Gurpreet Kaur, Sue E. Crawford, Sara Javornik Cregeen, Anil Surathu, B. Vijayalakshmi Ayyar, Carmen V. Apostol, Hoa Nguyen Phuc, Khalil Ettayebi, Aaya Boussattach, Xi-Lei Zeng, Harsha Doddapaneni, Donna M. Muzny, Cristian Coarfa, B.V. Venkataram Prasad, Robert L. Atmar, Sasirekha Ramani, Mary K. Estes

Abstract

The establishment of human intestinal enteroids (HIEs) as a model for human norovirus (HuNoV) replication has been transformative for studying this leading cause of gastroenteritis. However, indefinite passaging of HuNoVs in HIEs remained a challenge, necessitating the use of patient stool samples as viral inocula.
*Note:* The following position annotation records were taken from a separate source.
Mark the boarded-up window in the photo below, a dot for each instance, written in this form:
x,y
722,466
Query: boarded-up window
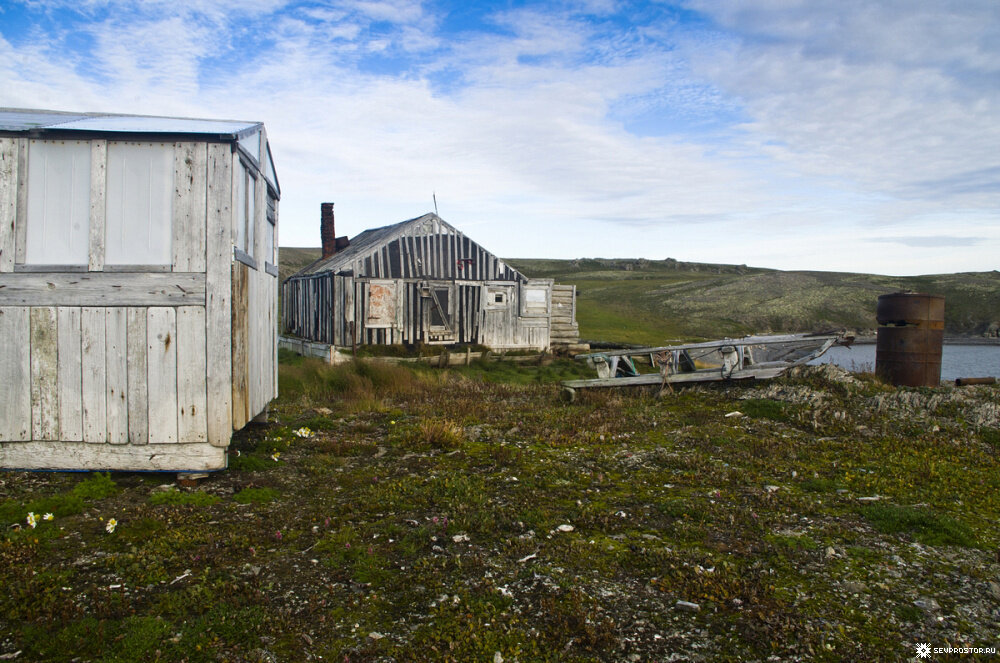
x,y
269,253
381,305
58,221
535,301
139,203
251,144
497,298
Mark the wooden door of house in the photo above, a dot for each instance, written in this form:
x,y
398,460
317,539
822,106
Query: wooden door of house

Using RNA-seq, we identified CXCL10, CXCL11, and CCL5 as highly upregulated chemokines, suggesting their potential as host restriction factors. TAK-779, a CXCR3/CCR5/CCR2 antagonist, enhanced GII.3 HuNoV replication and viral spread in a dose- and time-dependent manner, enabling successful passaging of GII.3 HuNoV in two different HIE lines and generation of viral stocks. Sequencing with passaging revealed one consensus change in the major capsid protein and several dynamic adaptations, suggesting emergence of variants. TAK-779 also enhanced replication of GI.1 and GII.17 strains, but not GII.4, suggesting strain-specific host interactions or immune evasion. This breakthrough in passaging provides new insight into HuNoV-host interactions, establishes a scalable in vitro system for virus propagation, and opens avenues for structural, biochemical, and therapeutic studies with virus stocks.

Code

This repo contains code and files needed to generate Figure 8 and Supplementary figures 6 & 7: Genetic changes during serial passages of GII.3 HuNoV in HIEs reveal one consensus change and dynamic variant shifts.